A Mouse Embryo Grown In An Artificial Womb

Biologists from Israel’s Weizmann Institute of Science have grown a mouse embryo — complete with beating heart cells, a head, and greenshoots of limbs — in an artificial womb for 12 days, longer than ever before. That’s about half the animal’s natural gestation period. The human equivalent of the period would be the first trimester.

How: The embryo was not grown in vitro starting from a fertilised egg. Instead, the scientists collected 5-day-old embryos from pregnant mice and moved them into glass vials filled with a special nutrient liquid. The vials were slowly spun and provided with a pressurised oxygen mixture. The mouse embryos grew till Dat 12 and only died after they became too large for the oxygen to diffuse through them, since they lack the natural blood supply a placenta could provide. The findings were published in the journal Nature (paywall).

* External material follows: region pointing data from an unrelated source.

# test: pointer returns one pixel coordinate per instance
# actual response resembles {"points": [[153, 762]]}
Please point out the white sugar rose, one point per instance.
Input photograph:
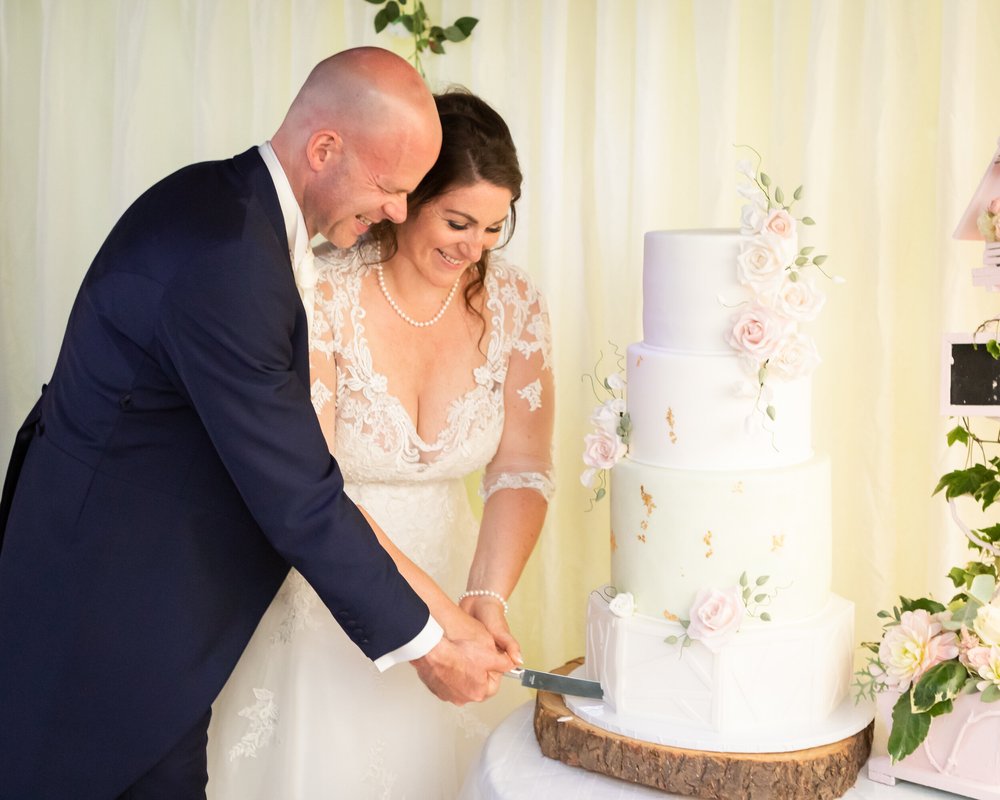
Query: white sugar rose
{"points": [[799, 300], [913, 646], [794, 357], [781, 231], [622, 605], [757, 330], [716, 616], [608, 415], [990, 670], [987, 623], [602, 449], [758, 265]]}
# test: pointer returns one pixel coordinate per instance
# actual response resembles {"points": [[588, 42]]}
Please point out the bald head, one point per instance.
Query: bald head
{"points": [[364, 120]]}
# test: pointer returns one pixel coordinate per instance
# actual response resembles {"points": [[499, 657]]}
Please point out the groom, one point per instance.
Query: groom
{"points": [[174, 468]]}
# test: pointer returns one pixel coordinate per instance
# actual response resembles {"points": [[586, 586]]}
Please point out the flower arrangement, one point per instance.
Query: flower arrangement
{"points": [[716, 615], [771, 266], [930, 652], [609, 441], [989, 221]]}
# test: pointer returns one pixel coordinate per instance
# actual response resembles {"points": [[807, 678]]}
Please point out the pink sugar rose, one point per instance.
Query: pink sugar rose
{"points": [[757, 330], [716, 616], [602, 449], [913, 646]]}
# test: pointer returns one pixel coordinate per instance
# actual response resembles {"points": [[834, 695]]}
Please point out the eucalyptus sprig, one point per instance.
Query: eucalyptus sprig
{"points": [[426, 36]]}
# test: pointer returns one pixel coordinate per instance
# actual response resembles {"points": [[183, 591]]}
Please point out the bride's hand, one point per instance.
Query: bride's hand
{"points": [[489, 612]]}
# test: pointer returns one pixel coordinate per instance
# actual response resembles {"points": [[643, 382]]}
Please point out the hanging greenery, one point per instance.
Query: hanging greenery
{"points": [[426, 36]]}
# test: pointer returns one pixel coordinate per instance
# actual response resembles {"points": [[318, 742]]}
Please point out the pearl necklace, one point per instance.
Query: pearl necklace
{"points": [[406, 317]]}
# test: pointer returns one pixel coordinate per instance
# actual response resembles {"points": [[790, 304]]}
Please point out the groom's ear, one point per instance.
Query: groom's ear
{"points": [[324, 149]]}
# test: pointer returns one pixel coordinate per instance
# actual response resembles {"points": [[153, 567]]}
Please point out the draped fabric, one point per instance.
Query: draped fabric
{"points": [[626, 115]]}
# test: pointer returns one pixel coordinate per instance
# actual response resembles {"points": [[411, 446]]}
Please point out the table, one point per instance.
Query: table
{"points": [[511, 767]]}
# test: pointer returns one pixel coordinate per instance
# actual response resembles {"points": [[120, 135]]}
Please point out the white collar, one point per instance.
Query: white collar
{"points": [[295, 223]]}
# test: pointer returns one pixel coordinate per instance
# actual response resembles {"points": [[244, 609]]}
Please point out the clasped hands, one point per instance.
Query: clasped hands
{"points": [[468, 663]]}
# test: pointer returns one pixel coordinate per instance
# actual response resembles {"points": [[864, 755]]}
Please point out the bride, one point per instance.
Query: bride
{"points": [[430, 360]]}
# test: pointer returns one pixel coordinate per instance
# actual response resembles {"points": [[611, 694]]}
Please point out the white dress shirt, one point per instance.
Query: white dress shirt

The significance: Much of what is known about mammalian embryonic development today comes either from observing the process in non-mammals like frogs or fish that lay transparent eggs, or by obtaining static images from dissected mouse embryos (at different stages of development) and adding them together, explains Prof. Jacob Hanna of the Weizmann Institute. Growing an embryo in the lab gives scientists a whole new level of insight.

And marks a step towards… the ethical minefield of developing human embryos in a glass jar. In fact, in the same issue of Nature, two other research groups reported a leap forward in creating “artificial” human embryos, the MIT Technology Review notes.

Guardrails: Scientists currently adhere to a protocol of not developing human embryos beyond 14 days of sterilisation. Some countries have coded that as a law. But there are calls for allowing human embryos to grow longer. Hanna says doing so also would give access to lab-grown embryo tissues required for scientific research — for example, in the development of vaccines — instead of obtaining them from abortions.